Whichever part of the world you’re residing in, healthcare is an essential concern. The state of Denmark realizes the importance of healthcare, and hence, provides free public healthcare for all its citizens and residents. The central government supervises the healthcare system. However, the responsibility of the provision of services falls upon the local governments of the five regions.
What Does It Cover?
The question then becomes, what does public healthcare in Denmark cover? It includes the following:
- Access to a general practitioner for the provision of primary medical care, which includes advice, examinations and routine treatment.
- Citizens gain access to special care if referred by a general practitioner.
- Citizens are also granted emergency care and medical assistance after hours.
- Public healthcare also covers treatment at hospitals, including aftercare, admission, and surgery.
- Citizens are provided with home nursing and visits from a health visitor.
At the same time, it is also important to take into account the few services which are not covered by the Danish healthcare system. These consist of, but are not limited to:
- Medication (subsidized)
- Dental care (unless you are below 18)
However, considering everything else the healthcare system has to offer, there is no doubt that you will be cared for and looked out for.
How Does It Work?
The healthcare system works in the following manner: once you have registered in the country and obtained your CPR number, you will immediately be granted access to free healthcare. After this, you can choose a general practitioner.

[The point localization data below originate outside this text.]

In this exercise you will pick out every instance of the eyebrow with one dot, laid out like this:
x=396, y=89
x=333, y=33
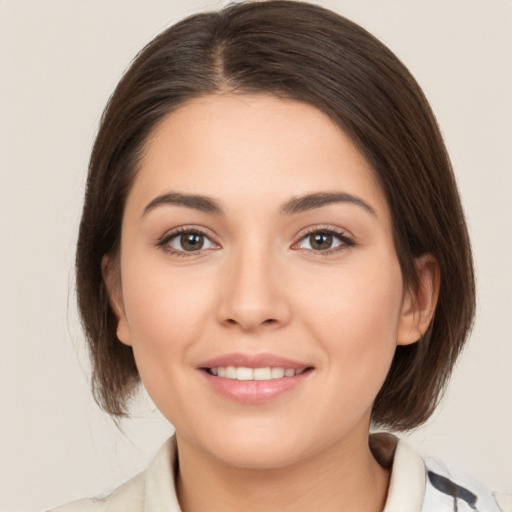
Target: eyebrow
x=197, y=202
x=317, y=200
x=293, y=206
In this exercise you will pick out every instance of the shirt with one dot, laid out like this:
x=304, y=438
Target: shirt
x=416, y=485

In order to see specialists, it will be necessary for you to have a referral from your GP. General practitioners are usually available on weekdays from 8:00 to 16:00, and from 8:00 to 9:00 for emergency phone calls. You might also be able to book online appointments with your GP if they provide you with a specific access code. Your GP (or other specialist doctors) will give you prescriptions that you can use to pick up medication from the pharmacy.

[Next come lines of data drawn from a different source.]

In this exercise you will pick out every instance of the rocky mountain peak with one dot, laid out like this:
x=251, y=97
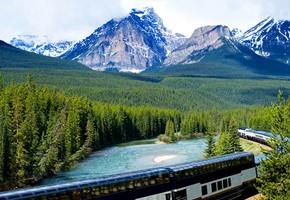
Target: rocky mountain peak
x=203, y=40
x=270, y=38
x=132, y=43
x=41, y=45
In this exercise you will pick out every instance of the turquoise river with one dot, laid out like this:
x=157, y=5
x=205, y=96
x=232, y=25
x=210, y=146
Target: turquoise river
x=118, y=159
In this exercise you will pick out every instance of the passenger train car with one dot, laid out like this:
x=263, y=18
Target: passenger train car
x=222, y=177
x=258, y=136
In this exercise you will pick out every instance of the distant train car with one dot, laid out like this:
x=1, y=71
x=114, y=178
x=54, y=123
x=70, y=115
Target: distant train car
x=257, y=136
x=223, y=177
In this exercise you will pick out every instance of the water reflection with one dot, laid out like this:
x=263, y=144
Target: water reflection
x=129, y=158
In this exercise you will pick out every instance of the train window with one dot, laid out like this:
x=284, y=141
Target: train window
x=104, y=190
x=122, y=186
x=130, y=185
x=204, y=190
x=230, y=182
x=152, y=181
x=145, y=182
x=137, y=183
x=220, y=185
x=166, y=179
x=213, y=187
x=86, y=193
x=95, y=191
x=113, y=188
x=225, y=183
x=76, y=194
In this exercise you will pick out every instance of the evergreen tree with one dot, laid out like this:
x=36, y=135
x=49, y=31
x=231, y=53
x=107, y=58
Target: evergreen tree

The hospital you go to is your choice, but you should ensure that it has the speciality you are looking for. In case you are unsure, you can check online or consult with your family doctor.

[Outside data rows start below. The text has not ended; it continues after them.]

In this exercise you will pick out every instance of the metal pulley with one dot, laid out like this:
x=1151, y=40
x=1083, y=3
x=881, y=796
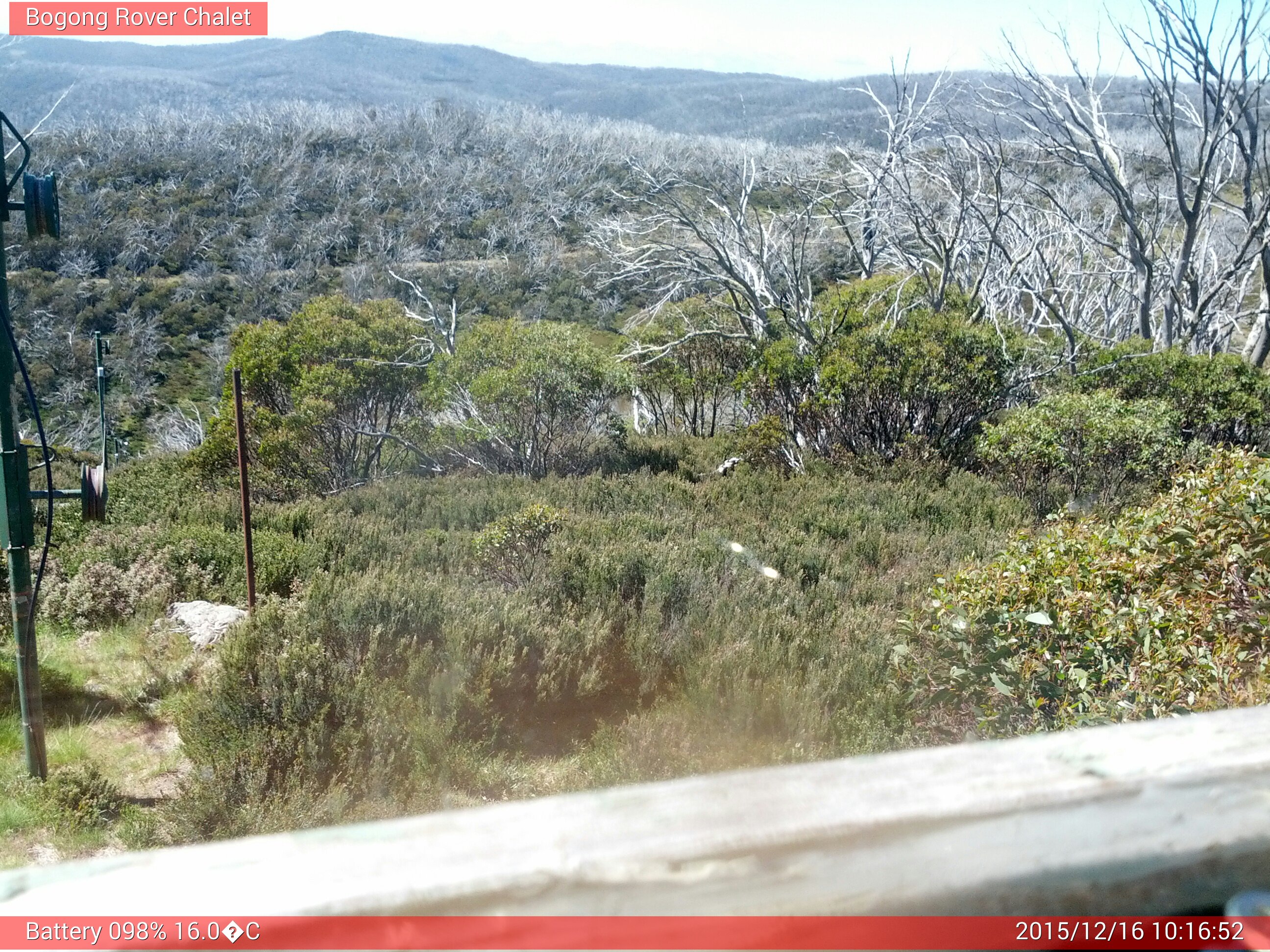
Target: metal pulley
x=44, y=216
x=93, y=493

If you do not speak Danish, that is not a cause for concern as the doctor may choose to have an interpreter present. Hence, you can feel reassured that you will receive all the necessary information and give informed consent for any treatment. You also have the option of requesting an interpreter yourself, in case you think you need one. Although, please keep in mind that you might need to pay for the interpreter.
The Yellow Card
To access free healthcare in Denmark, you need the Sundhedskort: The Yellow Card. This card has the following information: Your name, address, CPR number, and the name and address of your doctor.
You should receive your yellow card immediately after registering for a CPR number. Every time you go see a doctor, specialist, psychologist, or visit a hospital or a pharmacy, you should take this card with you. It can also be used as an ID card in post offices, libraries, etc. Thus, it is generally recommended for you to have it on you all the time.
All factors considered, we must note that the healthcare system of Denmark is not perfect. For instance, access to medical care can depend on where one is in the country, resulting in an imbalance of the care provided everywhere. There are also some specialities for which medical care is not provided, such as mental health needs and dental work.
However, the fact that healthcare is free for all residents is a huge bonus and shows how much the government is looking out for its people. Citizens also have the freedom to be treated in any hospital in the country, so you won’t have to worry while travelling in Denmark. It is an easy and efficient system to be a part of and ensures that all of your healthcare needs are met promptly. Denmark deserves a lot of credit for making sure that healthcare is treated as a priority, and that its people are looked out for the way they deserve to be.